Get StealthCoder- array2 · 67%
- dynamic programming2 · 67%
- hash table1 · 33%
- binary search1 · 33%
- tree1 · 33%
- depth first search1 · 33%
- binary tree1 · 33%
Array and dynamic programming dominate this assessment, appearing in two of the three problems. Longest Arithmetic Subsequence pairs DP with hash tables and binary search, which means you need to think beyond brute force. Best Time to Buy and Sell Stock is the easier entry point and teaches the DP mindset fast. The tree problem (Lowest Common Ancestor) is a classic DFS pattern that feels different on the surface but uses the same recursive thinking. Your edge: spend 60 percent of prep time on array DP, then pivot to tree traversal. Hash tables and binary search appear as sub-patterns, not main events, so don't overstudy them. During the actual assessment, if you hit a wall on the DP problem, StealthCoder is your invisible safety net, reading the problem and delivering a solution while the proctor sees nothing.

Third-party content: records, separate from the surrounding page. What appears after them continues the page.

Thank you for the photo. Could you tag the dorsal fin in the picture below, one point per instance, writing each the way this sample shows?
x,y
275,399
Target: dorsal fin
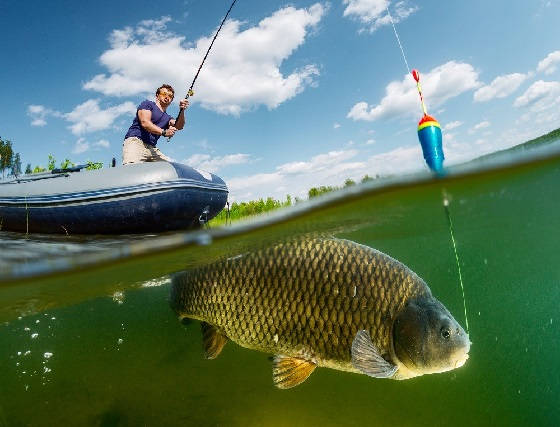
x,y
367,358
212,340
287,372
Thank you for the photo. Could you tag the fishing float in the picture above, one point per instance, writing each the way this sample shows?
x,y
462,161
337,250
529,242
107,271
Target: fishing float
x,y
429,134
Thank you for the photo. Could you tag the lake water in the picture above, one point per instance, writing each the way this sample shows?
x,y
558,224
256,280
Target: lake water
x,y
87,336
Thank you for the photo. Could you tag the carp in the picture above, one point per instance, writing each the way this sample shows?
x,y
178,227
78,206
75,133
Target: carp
x,y
322,302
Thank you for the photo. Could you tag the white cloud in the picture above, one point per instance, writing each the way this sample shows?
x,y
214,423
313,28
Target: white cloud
x,y
103,143
213,164
452,125
81,146
39,114
89,117
500,87
242,72
439,85
482,125
372,14
549,64
540,96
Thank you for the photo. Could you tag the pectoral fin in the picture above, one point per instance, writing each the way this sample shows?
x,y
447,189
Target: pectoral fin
x,y
213,340
287,372
367,359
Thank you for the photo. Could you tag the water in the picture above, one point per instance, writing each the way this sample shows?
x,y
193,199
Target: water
x,y
87,336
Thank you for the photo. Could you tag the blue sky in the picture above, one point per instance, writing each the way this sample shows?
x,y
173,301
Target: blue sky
x,y
293,95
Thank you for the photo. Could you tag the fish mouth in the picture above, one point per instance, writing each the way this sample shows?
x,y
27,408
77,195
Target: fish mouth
x,y
462,360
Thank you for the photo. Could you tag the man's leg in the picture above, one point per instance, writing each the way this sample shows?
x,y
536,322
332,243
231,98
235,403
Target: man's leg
x,y
135,151
158,156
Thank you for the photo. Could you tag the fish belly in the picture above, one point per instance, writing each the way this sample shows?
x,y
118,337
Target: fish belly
x,y
305,298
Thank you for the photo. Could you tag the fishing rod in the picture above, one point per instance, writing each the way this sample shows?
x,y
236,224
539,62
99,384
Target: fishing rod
x,y
190,92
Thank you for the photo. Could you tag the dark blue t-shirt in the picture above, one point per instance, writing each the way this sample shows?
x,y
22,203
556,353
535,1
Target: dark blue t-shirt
x,y
159,118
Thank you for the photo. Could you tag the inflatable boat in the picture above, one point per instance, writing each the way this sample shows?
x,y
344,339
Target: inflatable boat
x,y
137,198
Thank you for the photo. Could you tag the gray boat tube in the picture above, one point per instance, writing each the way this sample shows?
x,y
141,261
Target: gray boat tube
x,y
137,198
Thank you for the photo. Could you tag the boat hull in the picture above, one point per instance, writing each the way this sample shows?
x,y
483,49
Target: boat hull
x,y
143,198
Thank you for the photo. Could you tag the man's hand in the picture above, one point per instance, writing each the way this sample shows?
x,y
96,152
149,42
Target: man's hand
x,y
183,104
170,131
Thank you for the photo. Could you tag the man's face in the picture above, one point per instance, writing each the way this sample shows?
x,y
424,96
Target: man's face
x,y
165,96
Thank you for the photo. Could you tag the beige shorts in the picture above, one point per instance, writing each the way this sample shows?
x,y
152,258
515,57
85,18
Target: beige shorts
x,y
137,151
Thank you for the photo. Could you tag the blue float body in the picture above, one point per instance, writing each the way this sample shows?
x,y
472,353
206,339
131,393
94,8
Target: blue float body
x,y
430,139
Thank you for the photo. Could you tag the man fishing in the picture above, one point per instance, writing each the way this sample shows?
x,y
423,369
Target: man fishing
x,y
151,122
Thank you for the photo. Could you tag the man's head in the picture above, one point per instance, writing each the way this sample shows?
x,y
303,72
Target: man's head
x,y
165,94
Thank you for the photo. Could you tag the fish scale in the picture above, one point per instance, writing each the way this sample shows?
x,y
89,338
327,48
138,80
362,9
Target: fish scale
x,y
301,297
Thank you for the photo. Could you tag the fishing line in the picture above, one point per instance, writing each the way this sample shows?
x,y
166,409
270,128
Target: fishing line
x,y
445,199
190,92
450,223
398,39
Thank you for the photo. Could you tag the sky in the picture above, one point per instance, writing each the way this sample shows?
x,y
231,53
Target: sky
x,y
293,95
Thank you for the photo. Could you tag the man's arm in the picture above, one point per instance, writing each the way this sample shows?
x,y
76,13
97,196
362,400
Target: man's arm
x,y
179,123
145,118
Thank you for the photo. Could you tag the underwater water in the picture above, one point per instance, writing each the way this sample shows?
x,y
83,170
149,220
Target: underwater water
x,y
87,336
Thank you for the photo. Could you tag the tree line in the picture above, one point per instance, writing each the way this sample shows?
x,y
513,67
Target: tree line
x,y
10,161
239,210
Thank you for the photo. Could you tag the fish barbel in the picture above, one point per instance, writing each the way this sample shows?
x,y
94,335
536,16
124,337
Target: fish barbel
x,y
322,302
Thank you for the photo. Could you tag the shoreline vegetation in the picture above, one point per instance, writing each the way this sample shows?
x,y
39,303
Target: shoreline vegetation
x,y
242,210
11,161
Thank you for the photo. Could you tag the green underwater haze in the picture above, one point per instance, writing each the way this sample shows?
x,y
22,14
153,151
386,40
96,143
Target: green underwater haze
x,y
88,338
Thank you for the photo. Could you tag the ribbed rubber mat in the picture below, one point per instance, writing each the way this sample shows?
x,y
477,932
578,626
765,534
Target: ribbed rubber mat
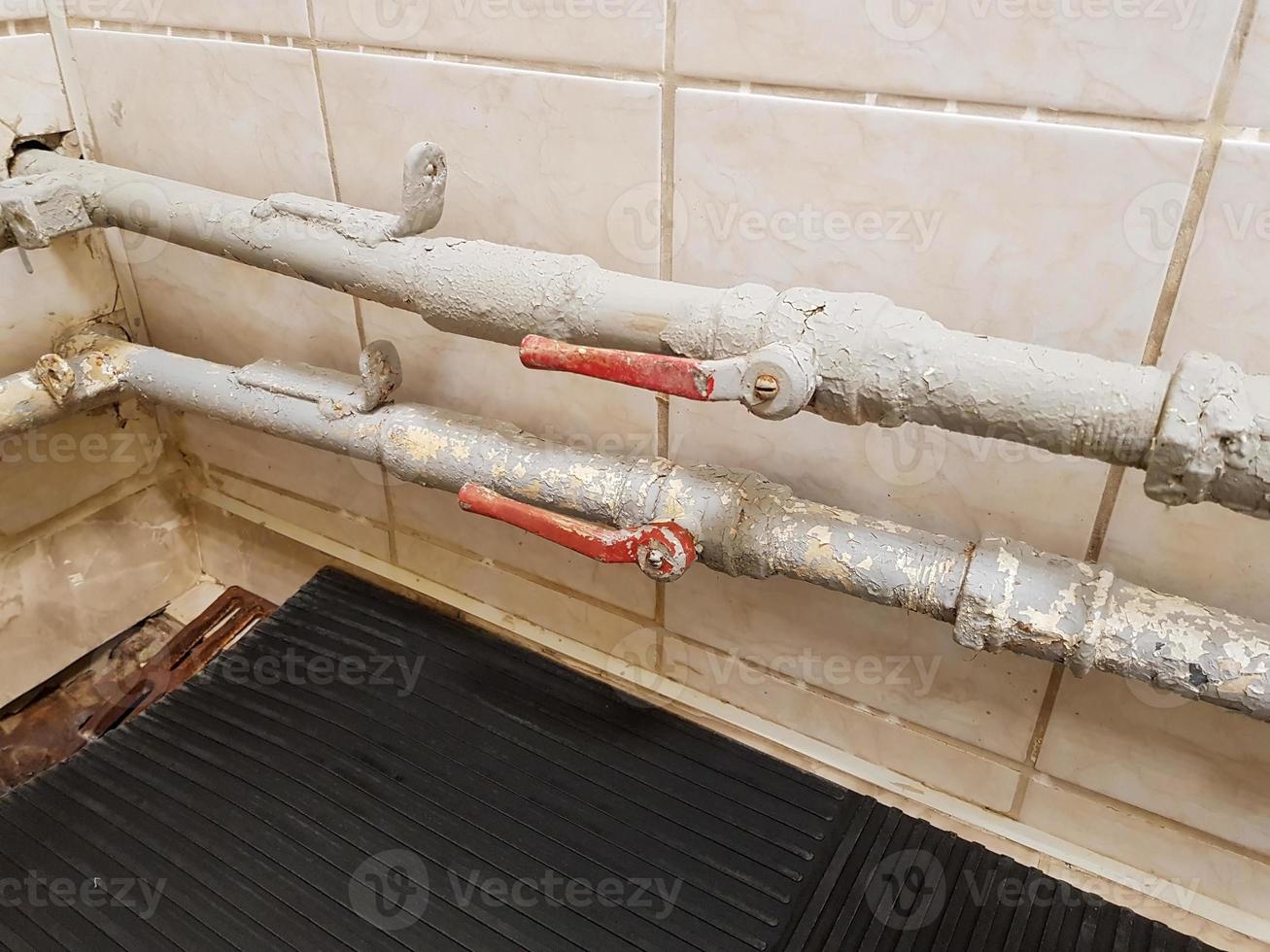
x,y
360,773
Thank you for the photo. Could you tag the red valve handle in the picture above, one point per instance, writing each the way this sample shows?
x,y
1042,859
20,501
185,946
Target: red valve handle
x,y
677,376
663,550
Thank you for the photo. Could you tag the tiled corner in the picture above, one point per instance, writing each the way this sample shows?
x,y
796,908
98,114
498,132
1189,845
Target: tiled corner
x,y
880,740
613,33
69,285
1158,60
1183,760
66,595
892,661
1204,551
32,100
1250,104
1187,864
288,17
534,158
65,463
991,226
236,117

Companies with similar patterns
If you prepped for Snapdeal, these companies recycle ~60% of the same topics.
You've seen the list.
Now make sure you pass Snapdeal.
Memorizing every problem above in a week is a fantasy. StealthCoder is the hedge: an AI overlay that's invisible during screen share. It reads the problem on screen and surfaces a working solution in under 2 seconds. Made by an Amazon engineer who watched the leaked-problem repo become an industry secret. He decided you should have it too. Works on HackerRank, CodeSignal, CoderPad, and Karat.
Snapdeal interview FAQ
How many array and DP problems should I solve before the Snapdeal assessment?+
They ask two problems that test both skills. Solve at least 5 to 7 array-DP problems that combine subsequence or optimization patterns. Best Time to Buy and Sell Stock is their easier one, so master that first, then move to Longest Arithmetic Subsequence style problems.
Is tree traversal important for this assessment?+
Yes. One of the three problems is Lowest Common Ancestor, a core DFS pattern. Spend 20 to 30 percent of prep drilling tree traversal, especially recursive LCA and path-finding. The other two problems won't ask trees, but this one will test your comfort with recursion and node relationships.
Should I study binary search for Snapdeal?+
It appears as a tool in Longest Arithmetic Subsequence, but it's not the main focus. Know the basics (how to apply it to optimize a search), but don't spend hours on binary search problems. Focus on recognizing when to use it within a DP solution.
What's the hardest topic on their assessment?+
Longest Arithmetic Subsequence combines four topics and is rated medium. It's the ceiling of difficulty. The hard part isn't one topic alone but knowing how to blend array iteration, hash tables, and DP state. The other two problems are more straightforward, so this one is where preparation pays off most.
How should I structure my week of prep for Snapdeal?+
Day 1 to 3, drill array DP: Best Time to Buy and Sell Stock variants, then subsequence problems. Day 4 to 5, master tree DFS and LCA. Day 6, solve Longest Arithmetic Subsequence under timed conditions. Day 7, rest and scan your notes. The problem count is small, so deep preparation on three patterns beats scattered practice.